Genetic background and thermal regime influence adaptation to novel environment in the seed beetle, Callosobruchus maculatus.

Climate change is associated with the increase in both the mean and variability of thermal conditions. Therefore, the use of more realistic fluctuating thermal regimes is the most appropriate laboratory method for predicting population responses to thermal heterogeneity. However, the long- and short-term implications of evolving under such conditions are not well understood. Here, we examined differences in key life-history traits among populations of seed beetles (Callosobruchus maculatus) that evolved under either constant control conditions or in an environment with fluctuating daily temperatures. Specifically, individuals from two distinct genetic backgrounds were kept for 19 generations at one of two temperatures, a constant temperature (T = 29 °C) or a fluctuating daily cycle (Tmean = 33 °C, Tmax = 40 °C, and Tmin = 26 °C), and were assayed either in their evolved environment or in the other environment. We found that beetles that evolved in fluctuating environments but were then switched to constant 29 °C conditions had far greater lifetime reproductive success compared with beetles that were kept in their evolved environments.
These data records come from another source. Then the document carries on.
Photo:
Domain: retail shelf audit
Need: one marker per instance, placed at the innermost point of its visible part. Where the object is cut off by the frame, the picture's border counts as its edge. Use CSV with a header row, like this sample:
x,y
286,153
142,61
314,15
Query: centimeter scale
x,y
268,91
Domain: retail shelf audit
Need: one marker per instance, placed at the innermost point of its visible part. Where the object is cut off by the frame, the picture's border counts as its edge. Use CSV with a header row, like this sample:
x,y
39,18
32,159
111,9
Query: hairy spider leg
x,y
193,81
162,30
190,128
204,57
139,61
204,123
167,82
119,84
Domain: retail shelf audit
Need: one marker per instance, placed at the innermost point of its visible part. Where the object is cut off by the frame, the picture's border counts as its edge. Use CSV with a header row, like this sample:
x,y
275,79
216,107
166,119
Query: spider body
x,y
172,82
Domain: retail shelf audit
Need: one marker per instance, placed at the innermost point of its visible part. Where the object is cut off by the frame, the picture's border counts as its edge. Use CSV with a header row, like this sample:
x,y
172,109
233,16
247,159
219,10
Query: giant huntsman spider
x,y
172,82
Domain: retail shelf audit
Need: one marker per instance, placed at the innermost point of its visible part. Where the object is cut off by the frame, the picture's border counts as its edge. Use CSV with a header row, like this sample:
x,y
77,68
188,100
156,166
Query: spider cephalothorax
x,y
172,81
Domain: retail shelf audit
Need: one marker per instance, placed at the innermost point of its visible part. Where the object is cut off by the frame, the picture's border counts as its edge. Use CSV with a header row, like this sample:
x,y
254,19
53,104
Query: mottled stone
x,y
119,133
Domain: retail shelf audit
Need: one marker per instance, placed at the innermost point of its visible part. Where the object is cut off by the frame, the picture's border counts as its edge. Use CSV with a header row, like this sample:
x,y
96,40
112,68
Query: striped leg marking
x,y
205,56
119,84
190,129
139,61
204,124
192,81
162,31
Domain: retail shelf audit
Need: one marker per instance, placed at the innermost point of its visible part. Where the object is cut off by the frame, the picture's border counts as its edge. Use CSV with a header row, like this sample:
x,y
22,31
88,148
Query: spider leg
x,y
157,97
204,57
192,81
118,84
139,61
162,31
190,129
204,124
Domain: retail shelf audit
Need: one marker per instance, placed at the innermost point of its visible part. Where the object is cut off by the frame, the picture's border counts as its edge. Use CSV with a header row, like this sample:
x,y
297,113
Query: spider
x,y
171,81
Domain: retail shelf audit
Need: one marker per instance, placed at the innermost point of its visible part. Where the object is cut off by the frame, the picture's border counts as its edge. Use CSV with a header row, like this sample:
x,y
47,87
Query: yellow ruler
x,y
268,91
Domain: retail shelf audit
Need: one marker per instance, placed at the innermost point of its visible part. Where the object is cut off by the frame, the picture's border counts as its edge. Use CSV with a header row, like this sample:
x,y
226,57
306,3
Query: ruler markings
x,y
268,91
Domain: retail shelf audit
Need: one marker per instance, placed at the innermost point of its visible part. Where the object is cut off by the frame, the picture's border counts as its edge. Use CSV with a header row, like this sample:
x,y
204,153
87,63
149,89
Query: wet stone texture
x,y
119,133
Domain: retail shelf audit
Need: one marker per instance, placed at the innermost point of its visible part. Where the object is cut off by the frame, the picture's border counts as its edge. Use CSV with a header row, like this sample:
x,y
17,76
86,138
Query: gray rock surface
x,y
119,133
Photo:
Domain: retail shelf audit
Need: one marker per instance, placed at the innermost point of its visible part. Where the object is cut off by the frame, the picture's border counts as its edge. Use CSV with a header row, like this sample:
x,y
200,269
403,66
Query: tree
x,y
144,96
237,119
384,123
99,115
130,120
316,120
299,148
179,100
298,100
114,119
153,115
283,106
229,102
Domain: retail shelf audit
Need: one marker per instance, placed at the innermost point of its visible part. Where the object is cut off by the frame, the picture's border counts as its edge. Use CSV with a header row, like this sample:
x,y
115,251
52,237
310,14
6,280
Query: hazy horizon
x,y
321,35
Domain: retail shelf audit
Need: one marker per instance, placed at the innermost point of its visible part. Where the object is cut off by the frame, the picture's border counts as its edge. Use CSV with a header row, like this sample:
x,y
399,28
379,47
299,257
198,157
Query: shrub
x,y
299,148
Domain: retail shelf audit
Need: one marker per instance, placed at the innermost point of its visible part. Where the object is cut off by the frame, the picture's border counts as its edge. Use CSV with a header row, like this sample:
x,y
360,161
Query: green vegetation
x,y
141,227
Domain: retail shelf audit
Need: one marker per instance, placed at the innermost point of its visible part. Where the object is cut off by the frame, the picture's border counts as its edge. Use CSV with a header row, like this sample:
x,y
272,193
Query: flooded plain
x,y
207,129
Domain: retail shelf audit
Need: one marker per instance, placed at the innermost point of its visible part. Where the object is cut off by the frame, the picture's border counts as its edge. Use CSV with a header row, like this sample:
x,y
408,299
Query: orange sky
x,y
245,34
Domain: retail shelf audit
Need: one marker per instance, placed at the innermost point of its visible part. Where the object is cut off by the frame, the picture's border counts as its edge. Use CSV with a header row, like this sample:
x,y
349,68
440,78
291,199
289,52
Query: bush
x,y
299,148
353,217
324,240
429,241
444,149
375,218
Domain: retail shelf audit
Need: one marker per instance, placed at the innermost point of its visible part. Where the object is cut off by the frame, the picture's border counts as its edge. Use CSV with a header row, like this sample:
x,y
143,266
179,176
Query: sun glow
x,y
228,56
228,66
This increase in reproductive success suggests that beetles raised in fluctuating environments may have evolved greater thermal breadth than control condition beetles. In addition, the degree of sexual dimorphism in body size and development varied as a function of genetic background, evolved thermal environment, and current temperature conditions. These results not only highlight the value of incorporating diel fluctuations into climate research but also suggest that populations that experience variability in temperature may be better able to respond to both short- and long-term changes in environmental conditions.